Transferring data (restarts and outputs from GCHP) from pfe to lfe would be very helpful to reduce the amount of storage we need on pfe

Running GCHP on Pleiades#

  • GCHP environment: source the environment script by source /u/yzhang52/gchp-intel.202304.env to compile or run your GCHP (Compilation should be done on compute node)

  • Example running script can be found at /u/yzhang52/gchp.run.pbs

Note

# PBS -W group_list=<your-project-id>. Project id and usage are shown by acct_ytd.

  • NASA Pleiades system uses PBS for job scheduling. Commonly used PBS commands can be found at PBS Commands

  • Real-time usage of different clusters on NASA Pleiades can be monitored at NASA System Status (Note it will take several minutes for the website to be updated)

Note

Another way to check the real-time vacancies of different node types is node_stats.sh (already in your PATH). An example of node_stats.sh output:

Nodes currently allocated to the devel queue:
bro     :   Intel Broadwell Total:  110, Used:   65, Free:   45
cas_ait : Intel Cascadelake Total:   64, Used:   11, Free:   53
has     :     Intel Haswell Total:  145, Used:   96, Free:   49
ivy     :   Intel Ivybridge Total:  406, Used:  303, Free:  103
rom_ait :          AMD Rome Total:   69, Used:   69, Free:    0
sky_ele :     Intel Skylake Total:   20, Used:   10, Free:   10
SBU rate per node type: bro:1.0 bro_ele:1.0 cas_ait:1.64 cas_gpu:27.04 has:0.8 ivy:0.66 mil_a100:37.86 mil_ait:4.38 rom_ait:4.06 rom_gpu:75.72 sky_ele:1.59 sky_gpu:27.04
FY2024 SBU cost == $0.22/SBU

Intel-processor nodes bro, cas_ait, has and sky_ele are top choices for GCHP simulations. The detailed descriptions (like core counts per node) can be found at NASA Node Types in the PBS on <Cluster>` section.

  • Model inputs /ExtData

Note

There is no /ExtData like what we have on Compute1, but there are some customized downloaded inputs as follows:

Sebastian has downloaded multiple required inputs at /nobackup/seastham/ExtData/ (no longer available)

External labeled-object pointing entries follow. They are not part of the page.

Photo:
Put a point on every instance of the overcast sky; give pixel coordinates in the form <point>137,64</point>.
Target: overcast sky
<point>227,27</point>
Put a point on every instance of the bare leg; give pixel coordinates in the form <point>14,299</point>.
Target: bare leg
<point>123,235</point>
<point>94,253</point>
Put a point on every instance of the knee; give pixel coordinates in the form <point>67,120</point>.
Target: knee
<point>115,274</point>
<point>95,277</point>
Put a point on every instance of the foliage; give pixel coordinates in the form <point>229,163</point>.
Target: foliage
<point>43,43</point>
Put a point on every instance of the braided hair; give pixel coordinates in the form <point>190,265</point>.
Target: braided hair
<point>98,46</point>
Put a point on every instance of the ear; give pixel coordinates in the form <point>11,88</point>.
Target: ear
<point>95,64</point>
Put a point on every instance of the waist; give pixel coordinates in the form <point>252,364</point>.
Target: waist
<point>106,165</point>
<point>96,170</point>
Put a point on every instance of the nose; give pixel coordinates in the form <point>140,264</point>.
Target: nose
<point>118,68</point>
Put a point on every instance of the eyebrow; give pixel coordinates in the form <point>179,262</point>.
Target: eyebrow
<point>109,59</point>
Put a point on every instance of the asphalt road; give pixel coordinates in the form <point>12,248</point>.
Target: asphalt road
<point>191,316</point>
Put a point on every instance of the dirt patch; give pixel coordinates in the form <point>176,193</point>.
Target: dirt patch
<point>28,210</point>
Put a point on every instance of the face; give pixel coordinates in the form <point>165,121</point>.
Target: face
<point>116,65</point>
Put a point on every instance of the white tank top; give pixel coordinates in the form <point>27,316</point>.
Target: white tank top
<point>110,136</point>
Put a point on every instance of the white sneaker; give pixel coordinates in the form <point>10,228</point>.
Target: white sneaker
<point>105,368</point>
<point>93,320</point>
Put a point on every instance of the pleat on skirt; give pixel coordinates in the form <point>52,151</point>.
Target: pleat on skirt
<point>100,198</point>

Dandan has downloaded required inputs for simulations in 2018 and 2019 at /nobackup/dzhang8/ExtData/ (no longer available)

  • You have to download the inputs you need through AWS, WashU data portal or transfer using shiftc to /nobackup/<your_username>/ExtData/ before running GCHP

Processing outputs on Pleiades#

  • Specific data analysis node: Lou Data Analysis Nodes (LDAN) can be used for postprocessing data (e.g. GCHP diagonostics)

  • Python environment: source the environment script by source /u/yzhang52/python-gchp.env

  • Need to bring data to disk before processing data on lfe to avoid unpredictable time stuck for I/O processes (see bring data to disk)

Note

It would help save space on Pleiades by first checking whether inputs you need are available or not and only downloading inputs you need.